Militer mengatakan seorang polisi tewas karena luka-luka yang dideritanya selama protes.
Militer menuduh pengunjuk rasa memprovokasi kekerasan, tetapi Pelapor Khusus PBB Tom Andrews mengatakan jutaan orang yang melakukan unjuk rasa pada hari Senin menunjukkan bahwa mereka siap untuk menghadapi ancaman militer.
“Para jenderal kehilangan kekuatan mereka untuk mengintimidasi dan dengan itu, kekuatan mereka. Sudah lewat waktu bagi mereka untuk mundur, karena rakyat Myanmar berdiri,” kata Andrews di Twitter.
BACA: Pengaruh militer Myanmar sebenarnya memudar, terlepas dari penampilan, sebuah komentar
Uni Eropa mengatakan sedang mempertimbangkan sanksi yang akan menargetkan bisnis yang dimiliki oleh tentara, tetapi blok tersebut mengesampingkan pembatasan preferensi perdagangannya untuk menghindari melukai pekerja miskin.
“Kami tidak siap untuk berdiri dan menonton,” kata Menteri Luar Negeri Jerman Heiko Maas di Brussel, Senin.
Amerika Serikat menjatuhkan sanksi kepada dua anggota junta lagi dan memperingatkan mereka dapat mengambil tindakan lebih lanjut.
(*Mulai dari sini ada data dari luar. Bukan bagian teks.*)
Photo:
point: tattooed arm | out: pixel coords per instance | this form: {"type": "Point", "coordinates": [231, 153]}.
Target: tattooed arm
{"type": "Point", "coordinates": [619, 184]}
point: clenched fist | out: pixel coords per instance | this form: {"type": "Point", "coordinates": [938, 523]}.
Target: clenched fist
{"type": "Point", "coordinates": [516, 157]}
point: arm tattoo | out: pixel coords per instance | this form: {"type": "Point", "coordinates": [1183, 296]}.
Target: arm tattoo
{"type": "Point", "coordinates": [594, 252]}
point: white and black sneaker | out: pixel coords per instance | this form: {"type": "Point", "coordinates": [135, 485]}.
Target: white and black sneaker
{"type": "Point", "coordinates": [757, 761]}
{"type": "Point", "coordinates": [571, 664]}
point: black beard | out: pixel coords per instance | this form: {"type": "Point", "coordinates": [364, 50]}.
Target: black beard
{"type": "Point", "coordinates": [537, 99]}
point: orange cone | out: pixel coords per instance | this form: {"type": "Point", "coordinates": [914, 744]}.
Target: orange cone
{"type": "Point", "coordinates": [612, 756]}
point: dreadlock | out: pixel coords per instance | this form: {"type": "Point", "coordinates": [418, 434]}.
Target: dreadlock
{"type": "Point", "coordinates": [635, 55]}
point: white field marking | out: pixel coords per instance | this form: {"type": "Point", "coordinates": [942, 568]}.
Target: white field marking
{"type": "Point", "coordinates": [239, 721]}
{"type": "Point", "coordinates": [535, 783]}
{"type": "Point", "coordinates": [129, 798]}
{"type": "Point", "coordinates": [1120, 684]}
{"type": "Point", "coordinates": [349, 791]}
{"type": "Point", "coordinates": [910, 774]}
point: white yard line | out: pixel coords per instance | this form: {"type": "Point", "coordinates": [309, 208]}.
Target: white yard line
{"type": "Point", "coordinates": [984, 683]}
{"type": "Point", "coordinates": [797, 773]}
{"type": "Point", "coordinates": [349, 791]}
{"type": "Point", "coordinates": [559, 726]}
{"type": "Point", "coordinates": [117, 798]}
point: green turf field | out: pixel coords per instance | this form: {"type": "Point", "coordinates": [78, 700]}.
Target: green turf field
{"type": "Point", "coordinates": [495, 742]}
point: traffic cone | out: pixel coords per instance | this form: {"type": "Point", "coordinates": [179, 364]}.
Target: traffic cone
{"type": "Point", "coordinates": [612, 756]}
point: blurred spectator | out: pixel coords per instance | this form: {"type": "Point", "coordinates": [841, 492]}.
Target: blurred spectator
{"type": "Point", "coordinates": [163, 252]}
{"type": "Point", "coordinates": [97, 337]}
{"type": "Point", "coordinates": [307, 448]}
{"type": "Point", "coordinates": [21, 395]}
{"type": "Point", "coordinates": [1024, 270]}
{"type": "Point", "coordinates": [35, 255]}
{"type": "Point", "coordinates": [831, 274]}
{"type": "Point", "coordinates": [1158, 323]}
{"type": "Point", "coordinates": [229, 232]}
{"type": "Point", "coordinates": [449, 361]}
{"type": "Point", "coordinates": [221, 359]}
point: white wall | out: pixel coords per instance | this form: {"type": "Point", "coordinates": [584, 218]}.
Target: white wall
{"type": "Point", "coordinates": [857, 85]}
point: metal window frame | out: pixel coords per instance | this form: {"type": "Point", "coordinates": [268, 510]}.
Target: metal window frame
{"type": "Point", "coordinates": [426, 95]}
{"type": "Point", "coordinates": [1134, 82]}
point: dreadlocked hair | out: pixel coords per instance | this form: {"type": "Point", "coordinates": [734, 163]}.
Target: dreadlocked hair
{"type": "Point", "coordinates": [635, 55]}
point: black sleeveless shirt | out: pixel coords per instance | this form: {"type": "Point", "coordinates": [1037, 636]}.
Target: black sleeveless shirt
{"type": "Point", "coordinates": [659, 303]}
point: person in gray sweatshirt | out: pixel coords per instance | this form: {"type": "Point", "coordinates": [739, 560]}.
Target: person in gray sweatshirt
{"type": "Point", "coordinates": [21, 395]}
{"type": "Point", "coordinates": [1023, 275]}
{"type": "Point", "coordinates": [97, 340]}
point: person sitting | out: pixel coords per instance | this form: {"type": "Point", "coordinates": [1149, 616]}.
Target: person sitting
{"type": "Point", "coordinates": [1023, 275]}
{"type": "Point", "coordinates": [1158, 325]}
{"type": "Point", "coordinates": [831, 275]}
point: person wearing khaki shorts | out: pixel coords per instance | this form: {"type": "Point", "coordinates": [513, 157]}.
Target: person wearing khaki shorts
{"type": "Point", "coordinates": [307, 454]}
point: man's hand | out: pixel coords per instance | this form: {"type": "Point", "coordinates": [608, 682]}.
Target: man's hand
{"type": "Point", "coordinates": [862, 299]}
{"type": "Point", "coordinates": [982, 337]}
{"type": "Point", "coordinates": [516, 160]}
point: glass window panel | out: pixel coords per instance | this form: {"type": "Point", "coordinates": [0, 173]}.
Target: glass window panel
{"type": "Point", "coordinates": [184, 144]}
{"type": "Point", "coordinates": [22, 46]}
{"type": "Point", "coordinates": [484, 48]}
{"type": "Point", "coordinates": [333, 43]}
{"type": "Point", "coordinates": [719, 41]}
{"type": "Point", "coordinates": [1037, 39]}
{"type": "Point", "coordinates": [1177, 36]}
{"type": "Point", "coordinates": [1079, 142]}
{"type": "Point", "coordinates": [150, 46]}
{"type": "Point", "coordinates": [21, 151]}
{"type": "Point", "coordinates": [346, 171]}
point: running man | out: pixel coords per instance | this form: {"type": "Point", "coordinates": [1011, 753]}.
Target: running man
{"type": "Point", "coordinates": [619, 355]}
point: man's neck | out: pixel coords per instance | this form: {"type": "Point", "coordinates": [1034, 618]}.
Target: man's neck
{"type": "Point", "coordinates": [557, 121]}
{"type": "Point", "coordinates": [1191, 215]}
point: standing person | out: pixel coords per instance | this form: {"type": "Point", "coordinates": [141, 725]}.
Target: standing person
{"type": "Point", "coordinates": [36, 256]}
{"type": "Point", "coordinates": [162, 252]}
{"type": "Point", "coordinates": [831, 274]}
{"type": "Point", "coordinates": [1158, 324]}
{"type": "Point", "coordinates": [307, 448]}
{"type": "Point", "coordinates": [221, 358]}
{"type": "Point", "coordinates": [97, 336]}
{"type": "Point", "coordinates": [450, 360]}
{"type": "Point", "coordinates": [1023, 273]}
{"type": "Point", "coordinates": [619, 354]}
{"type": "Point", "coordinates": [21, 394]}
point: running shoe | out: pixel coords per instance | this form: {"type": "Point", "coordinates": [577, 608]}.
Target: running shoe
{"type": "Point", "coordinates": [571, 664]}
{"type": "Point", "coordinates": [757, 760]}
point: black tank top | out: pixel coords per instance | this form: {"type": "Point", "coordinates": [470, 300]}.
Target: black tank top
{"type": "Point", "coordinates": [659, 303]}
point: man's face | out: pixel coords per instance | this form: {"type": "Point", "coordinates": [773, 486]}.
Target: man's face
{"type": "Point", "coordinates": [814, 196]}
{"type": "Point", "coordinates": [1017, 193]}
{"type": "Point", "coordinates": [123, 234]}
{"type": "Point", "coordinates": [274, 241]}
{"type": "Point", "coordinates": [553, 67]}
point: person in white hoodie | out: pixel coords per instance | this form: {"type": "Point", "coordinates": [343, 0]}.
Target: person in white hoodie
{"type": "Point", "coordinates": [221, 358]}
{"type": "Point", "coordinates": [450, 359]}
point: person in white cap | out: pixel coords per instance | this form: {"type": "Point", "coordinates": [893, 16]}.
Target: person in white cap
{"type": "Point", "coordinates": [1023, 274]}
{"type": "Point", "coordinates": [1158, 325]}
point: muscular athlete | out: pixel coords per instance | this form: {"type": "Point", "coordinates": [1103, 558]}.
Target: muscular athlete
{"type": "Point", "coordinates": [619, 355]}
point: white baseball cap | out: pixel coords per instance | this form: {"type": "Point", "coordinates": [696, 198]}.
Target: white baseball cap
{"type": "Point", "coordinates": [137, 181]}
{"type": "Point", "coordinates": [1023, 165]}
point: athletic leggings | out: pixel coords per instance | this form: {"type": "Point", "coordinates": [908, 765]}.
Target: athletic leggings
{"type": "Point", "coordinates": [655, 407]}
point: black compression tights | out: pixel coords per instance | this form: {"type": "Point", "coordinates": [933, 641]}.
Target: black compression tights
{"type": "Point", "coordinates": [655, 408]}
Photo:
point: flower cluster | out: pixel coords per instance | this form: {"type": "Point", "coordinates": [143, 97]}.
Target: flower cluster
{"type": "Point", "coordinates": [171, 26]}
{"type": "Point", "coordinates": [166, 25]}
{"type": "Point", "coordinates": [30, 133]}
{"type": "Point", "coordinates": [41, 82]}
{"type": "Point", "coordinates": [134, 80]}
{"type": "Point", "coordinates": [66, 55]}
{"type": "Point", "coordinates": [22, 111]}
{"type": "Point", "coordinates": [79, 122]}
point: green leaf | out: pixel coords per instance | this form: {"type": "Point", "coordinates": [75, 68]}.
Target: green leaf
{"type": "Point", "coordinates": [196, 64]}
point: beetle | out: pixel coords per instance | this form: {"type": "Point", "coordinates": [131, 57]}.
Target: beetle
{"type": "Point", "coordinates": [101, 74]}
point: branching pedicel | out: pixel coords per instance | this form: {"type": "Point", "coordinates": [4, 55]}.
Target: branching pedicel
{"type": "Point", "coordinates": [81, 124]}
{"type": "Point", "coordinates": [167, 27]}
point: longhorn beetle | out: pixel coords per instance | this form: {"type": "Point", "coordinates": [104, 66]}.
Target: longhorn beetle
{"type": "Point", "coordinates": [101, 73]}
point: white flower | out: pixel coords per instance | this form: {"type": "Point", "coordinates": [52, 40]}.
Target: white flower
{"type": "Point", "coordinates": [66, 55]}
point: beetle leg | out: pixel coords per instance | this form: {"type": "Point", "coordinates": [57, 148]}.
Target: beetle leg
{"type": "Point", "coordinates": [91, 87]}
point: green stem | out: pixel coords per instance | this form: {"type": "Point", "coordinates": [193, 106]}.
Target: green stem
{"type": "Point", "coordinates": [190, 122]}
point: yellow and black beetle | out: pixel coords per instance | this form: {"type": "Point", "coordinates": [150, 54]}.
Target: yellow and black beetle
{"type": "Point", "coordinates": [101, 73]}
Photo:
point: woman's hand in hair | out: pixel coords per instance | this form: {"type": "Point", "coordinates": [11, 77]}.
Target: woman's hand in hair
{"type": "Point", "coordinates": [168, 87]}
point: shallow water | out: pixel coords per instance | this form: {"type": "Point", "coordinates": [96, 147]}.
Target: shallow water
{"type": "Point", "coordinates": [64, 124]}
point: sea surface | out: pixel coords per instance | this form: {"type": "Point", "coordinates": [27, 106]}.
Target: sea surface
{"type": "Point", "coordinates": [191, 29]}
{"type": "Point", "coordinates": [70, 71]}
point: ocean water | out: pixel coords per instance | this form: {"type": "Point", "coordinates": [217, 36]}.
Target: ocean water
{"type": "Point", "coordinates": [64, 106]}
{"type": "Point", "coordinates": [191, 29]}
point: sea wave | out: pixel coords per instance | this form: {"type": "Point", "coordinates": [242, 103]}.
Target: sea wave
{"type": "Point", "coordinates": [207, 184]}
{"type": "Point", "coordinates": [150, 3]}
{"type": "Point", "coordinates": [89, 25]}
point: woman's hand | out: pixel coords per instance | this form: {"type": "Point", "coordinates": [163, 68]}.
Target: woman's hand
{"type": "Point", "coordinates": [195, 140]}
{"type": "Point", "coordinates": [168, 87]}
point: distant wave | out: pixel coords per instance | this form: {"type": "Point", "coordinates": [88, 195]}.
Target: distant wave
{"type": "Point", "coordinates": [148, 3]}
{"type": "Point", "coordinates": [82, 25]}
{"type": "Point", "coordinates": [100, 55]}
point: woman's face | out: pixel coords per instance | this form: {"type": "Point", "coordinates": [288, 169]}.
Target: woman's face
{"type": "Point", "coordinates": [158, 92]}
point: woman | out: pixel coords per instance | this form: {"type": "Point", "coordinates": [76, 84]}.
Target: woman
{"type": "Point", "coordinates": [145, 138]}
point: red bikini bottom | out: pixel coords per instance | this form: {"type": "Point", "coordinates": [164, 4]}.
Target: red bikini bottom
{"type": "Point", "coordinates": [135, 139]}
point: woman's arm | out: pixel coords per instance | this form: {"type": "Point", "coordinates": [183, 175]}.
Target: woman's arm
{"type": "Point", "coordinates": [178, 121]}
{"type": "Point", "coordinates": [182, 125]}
Pemerintahan Presiden Joe Biden sebelumnya telah menjatuhkan sanksi kepada penjabat presiden Myanmar dan beberapa perwira militer, serta tiga perusahaan di sektor batu giok dan permata.
Inggris, Jerman dan Jepang juga mengutuk kekerasan tersebut dan Sekretaris Jenderal PBB Antonio Guterres mendesak militer untuk menghentikan penindasan.
Myanmar, yang di masa lalu tidak terpengaruh oleh sanksi, mengecam apa yang disebut campur tangan dalam urusannya.